Alors que Madame la mouche lui tournait autour, il essayait de se concentrer. Le silence était tel qu’on pouvait entendre une mouche voler.
Alors que Madame la mouche faisait le tour de toutes les personnes ici présentes, Philippe lança la boule, les quilles tombèrent une à une. On peut dire qu’il avait fait mouche, ses amis derrière lui avaient la bouche ouverte, ils auraient pu gober une mouche. Tout le monde était stupéfait, Madame la mouche se posa sur l’épaule de Philippe comme pour le féliciter.

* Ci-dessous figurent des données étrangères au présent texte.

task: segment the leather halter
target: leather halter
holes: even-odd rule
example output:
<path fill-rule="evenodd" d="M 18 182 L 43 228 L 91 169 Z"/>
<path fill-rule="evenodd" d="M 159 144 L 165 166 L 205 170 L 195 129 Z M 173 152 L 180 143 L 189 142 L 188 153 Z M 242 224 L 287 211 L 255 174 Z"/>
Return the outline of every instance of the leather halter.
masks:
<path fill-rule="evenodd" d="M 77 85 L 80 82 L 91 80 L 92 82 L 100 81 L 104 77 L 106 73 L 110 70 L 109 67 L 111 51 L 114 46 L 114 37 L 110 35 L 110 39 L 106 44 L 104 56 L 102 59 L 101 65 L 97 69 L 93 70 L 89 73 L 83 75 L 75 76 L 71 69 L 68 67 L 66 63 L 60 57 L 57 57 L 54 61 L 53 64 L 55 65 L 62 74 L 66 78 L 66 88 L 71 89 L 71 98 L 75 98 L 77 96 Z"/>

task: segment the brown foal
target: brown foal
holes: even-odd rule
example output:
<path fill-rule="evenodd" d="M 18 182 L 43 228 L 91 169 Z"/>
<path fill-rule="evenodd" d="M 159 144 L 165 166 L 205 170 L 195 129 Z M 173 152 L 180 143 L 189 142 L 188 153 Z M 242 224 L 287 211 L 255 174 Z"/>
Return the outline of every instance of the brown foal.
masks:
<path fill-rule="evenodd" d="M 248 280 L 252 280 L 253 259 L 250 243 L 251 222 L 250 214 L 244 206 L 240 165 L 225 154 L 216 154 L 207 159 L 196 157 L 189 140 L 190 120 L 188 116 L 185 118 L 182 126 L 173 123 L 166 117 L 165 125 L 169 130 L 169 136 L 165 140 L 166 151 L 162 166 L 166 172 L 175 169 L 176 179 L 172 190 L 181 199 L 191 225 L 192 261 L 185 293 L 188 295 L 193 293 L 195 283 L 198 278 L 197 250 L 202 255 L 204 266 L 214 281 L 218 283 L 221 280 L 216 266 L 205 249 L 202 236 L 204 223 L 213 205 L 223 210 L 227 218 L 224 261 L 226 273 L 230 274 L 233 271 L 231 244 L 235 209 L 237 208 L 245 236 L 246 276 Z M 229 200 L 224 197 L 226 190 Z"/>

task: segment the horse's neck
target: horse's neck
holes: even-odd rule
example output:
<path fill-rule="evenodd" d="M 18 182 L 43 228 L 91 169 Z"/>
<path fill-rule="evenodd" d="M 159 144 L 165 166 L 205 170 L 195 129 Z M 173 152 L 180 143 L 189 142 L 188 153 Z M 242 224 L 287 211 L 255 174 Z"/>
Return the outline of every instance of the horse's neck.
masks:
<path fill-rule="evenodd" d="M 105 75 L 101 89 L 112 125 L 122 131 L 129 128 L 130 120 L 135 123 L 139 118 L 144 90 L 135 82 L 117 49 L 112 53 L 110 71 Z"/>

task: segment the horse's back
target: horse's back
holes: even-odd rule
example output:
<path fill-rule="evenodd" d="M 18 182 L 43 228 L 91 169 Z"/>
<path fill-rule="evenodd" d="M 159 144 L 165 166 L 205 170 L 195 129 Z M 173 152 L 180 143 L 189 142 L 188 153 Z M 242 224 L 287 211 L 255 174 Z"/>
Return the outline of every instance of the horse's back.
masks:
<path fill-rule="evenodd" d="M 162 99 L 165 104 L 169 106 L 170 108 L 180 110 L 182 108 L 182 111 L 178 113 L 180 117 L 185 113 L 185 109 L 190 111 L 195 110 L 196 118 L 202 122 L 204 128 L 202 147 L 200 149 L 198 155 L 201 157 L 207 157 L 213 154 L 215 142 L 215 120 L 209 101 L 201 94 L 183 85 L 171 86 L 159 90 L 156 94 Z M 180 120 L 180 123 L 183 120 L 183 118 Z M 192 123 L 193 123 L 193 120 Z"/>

Tiens on croirait entendre une mouche voler. Si ça se trouve ce bzzz c’est le bzzz d’une guêpe. Non je ne vais pas prendre la mouche quand même ! Tiens la voilà la sale bête ! Mais quelle mouche t’a piqué ? La voilà qui me tourne autour encore et encore ! Mais il y en a deux ! Et moi je reste là à regarder les mouches voler. Dans ma tête, ça fait mouche ! Il faut que je m’en débarrasse. Mais comment, moi qui ne ferais pas de mal à une mouche ! Alors je reste là, la bouche grande ouverte à gober les mouches, puis je la vois sur mon carreau. J’attrape ma tapette à mouches et ni une ni deux, clac ! et la voilà qui tombe comme une mouche.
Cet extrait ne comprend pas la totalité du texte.